Email of the day (2)
Comment of the Day

April 22 2013

Commentary by Eoin Treacy

Email of the day (2)

“Thanks for the Australian coverage recently. Would you mind commenting on the GB£ v AUD.. to me it looks like this is basing with a likelihood of reversing direction.

“If this is the case it would mean any purchases of Australian stocks now would have to contend with an adverse currency move- no?”

Eoin Treacy's view Thank you for your kind words and this question which may be of interest to subscribers. The Deutsche Bank Australian Dollar Trade Weighted Index retested its 2002 lows, near 100, during the 2008 credit crisis and subsequently rebounded to post new all-time highs. The Index has held a progression of rising major reaction lows since 2009 and while it is currently unwinding a short-term overbought condition, a sustained move below 140 would be required to question medium-term scope for continued higher to lateral ranging.

The Pound reached a peak of A$3 between 2001 and 2003 and has since more than halved. As you point out, it lost downward momentum from 2011 and is currently unwinding a short-term oversold condition. However a sustained move above A$1.60 would be required to question medium-term Australian Dollar dominance.

Over the last decade, the performance of the S&P/ASX 200 in British Pounds highlights just how much of an effect the currency differential has had. The Index broke out to new highs in January and is currently consolidating that advance. Provided it finds support above, or in the region of, the previous highs, the benefit of the doubt can be given to medium-term upside potential.

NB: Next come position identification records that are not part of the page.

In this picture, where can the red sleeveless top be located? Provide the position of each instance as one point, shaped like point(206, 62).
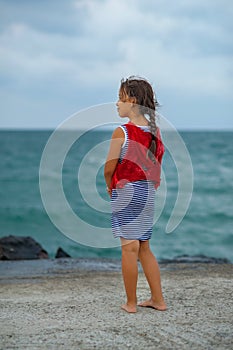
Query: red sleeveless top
point(135, 165)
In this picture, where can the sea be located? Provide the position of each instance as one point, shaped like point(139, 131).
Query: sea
point(56, 194)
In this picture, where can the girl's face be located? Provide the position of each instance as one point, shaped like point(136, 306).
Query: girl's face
point(124, 106)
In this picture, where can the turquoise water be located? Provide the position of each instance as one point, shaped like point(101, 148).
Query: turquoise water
point(207, 227)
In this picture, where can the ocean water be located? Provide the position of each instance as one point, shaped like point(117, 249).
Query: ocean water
point(207, 227)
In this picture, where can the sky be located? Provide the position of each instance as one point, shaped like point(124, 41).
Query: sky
point(60, 57)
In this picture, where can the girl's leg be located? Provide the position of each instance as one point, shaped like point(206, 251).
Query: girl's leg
point(130, 251)
point(151, 269)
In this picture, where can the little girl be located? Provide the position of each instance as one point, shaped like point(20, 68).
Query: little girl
point(132, 173)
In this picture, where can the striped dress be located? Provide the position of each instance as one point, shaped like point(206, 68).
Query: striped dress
point(133, 205)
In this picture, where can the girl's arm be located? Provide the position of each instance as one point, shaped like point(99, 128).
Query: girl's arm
point(117, 141)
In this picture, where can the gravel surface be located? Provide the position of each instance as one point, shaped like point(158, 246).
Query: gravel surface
point(79, 308)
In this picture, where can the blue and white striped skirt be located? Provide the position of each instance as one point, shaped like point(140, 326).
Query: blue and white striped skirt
point(133, 210)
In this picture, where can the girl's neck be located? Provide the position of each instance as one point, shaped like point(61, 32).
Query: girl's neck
point(138, 119)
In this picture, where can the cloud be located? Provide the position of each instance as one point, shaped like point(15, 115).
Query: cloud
point(53, 49)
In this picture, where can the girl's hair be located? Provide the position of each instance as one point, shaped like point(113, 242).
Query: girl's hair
point(141, 90)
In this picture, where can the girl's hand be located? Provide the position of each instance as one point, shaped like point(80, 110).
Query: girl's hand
point(109, 191)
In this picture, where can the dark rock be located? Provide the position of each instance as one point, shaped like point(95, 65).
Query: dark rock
point(61, 254)
point(21, 248)
point(195, 259)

When I moved to the UK in 2000 having spent the better part of a year in Australia I remember being disappointed with what I got for my Aussie Dollar's. Today the situation couldn't be more different. To illustrate this change of circumstances a delegate at the Sydney venue for The Chart Seminar in 2011 told me how his son was funding his global travels by coming back to work in Australia periodically rather than finding employment abroad because his Australian Dollars would go further.

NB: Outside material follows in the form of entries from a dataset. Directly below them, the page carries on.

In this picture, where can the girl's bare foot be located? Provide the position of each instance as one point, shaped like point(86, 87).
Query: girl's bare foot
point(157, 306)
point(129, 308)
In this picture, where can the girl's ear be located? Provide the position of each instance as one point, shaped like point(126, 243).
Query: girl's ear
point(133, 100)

The other side of this equation is that while Australia remains a favourable investment destination for foreign investors, it has also been among the better destinations for local investors because of the strength of the Aussie Dollar, high yielding equities and the franking system for dividends. When the Australian Dollar eventually peaks the comparative advantage of non-Australian assets is likely to improve considerably for domestic investors.